I have such a question from the exercises given by the professor
$\vec{u}$ and $\vec{v}$ are two vectors on the plane and $\vec{w}=\vec{u}+\vec{v}$. We suppose that $||\vec{u}|| = 3$ and $||\vec{v}|| = 5$ and $\vec{w} \vec{u} = 0$. Please calculate $\vec{u} \vec{v}$
According to the answer key, the procedure is as following
- $\vec{u} \vec{v}$ = $\vec{u}(\vec{w}-\vec{u})$
- =$\vec{u}\vec{w}-\vec{u}\vec{u}$
- =$0-||\vec{u}||^2$
- =-9
However, from my understand, the formula of dot product should be $\vec{u} \vec{v} = ||\vec{u}||||\vec{v}||cos\theta$
So why the $cos\theta$ is not calculated here?
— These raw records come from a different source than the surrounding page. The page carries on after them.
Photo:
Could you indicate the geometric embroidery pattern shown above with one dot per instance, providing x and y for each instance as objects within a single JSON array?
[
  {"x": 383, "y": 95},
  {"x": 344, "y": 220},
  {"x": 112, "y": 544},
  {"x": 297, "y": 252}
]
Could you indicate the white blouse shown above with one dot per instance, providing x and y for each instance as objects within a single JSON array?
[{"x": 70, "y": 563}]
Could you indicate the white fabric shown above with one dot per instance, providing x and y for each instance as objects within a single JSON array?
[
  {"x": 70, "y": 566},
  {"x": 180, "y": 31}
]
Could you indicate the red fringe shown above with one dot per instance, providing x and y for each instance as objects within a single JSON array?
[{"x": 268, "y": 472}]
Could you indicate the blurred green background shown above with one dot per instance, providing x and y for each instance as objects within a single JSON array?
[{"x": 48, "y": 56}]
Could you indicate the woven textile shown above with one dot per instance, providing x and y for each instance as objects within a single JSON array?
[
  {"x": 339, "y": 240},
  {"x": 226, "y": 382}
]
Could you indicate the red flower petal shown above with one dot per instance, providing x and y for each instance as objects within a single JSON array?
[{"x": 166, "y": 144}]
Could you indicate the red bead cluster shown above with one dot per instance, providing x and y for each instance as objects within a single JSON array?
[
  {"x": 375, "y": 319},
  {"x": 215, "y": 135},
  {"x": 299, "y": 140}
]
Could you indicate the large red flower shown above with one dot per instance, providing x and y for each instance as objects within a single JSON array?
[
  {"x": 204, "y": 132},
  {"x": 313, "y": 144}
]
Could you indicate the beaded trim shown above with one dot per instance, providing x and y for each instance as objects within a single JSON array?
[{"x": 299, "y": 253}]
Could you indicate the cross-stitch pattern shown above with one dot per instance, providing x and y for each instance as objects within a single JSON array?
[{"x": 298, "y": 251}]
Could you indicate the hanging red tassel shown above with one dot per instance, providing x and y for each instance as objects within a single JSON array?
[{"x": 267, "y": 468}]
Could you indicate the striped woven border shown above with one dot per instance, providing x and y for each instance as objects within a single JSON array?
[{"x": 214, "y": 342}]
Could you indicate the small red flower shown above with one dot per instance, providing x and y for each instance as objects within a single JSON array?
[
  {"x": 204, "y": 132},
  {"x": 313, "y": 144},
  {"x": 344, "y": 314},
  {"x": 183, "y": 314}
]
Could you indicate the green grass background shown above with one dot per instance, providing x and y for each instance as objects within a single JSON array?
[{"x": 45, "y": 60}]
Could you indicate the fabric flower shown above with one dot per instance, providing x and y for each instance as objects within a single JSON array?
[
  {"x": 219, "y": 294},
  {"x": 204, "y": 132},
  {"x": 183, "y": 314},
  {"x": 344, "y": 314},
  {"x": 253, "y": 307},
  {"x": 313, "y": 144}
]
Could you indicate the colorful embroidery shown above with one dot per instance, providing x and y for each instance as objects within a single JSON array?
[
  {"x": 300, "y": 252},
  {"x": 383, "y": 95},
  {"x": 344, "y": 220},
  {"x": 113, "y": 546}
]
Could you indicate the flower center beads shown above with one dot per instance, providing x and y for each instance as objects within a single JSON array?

You are given $\vec w \cdot \vec u =0$.
Note $\vec w \cdot \vec u = (\vec u + \vec v) \cdot \vec u$
$= \vec u \cdot \vec u + \vec v \cdot \vec u $
(distributivity of the dot product)
$=\vec u \cdot \vec u + \vec u \cdot \vec v $
(commutativity of the dot product)
$= | \vec u|^2+\vec u \cdot \vec v$
So, $| \vec u|^2+\vec u \cdot \vec v=0$
$3^2+\vec u \cdot \vec v =0$
$\therefore \vec u \cdot \vec v = -9$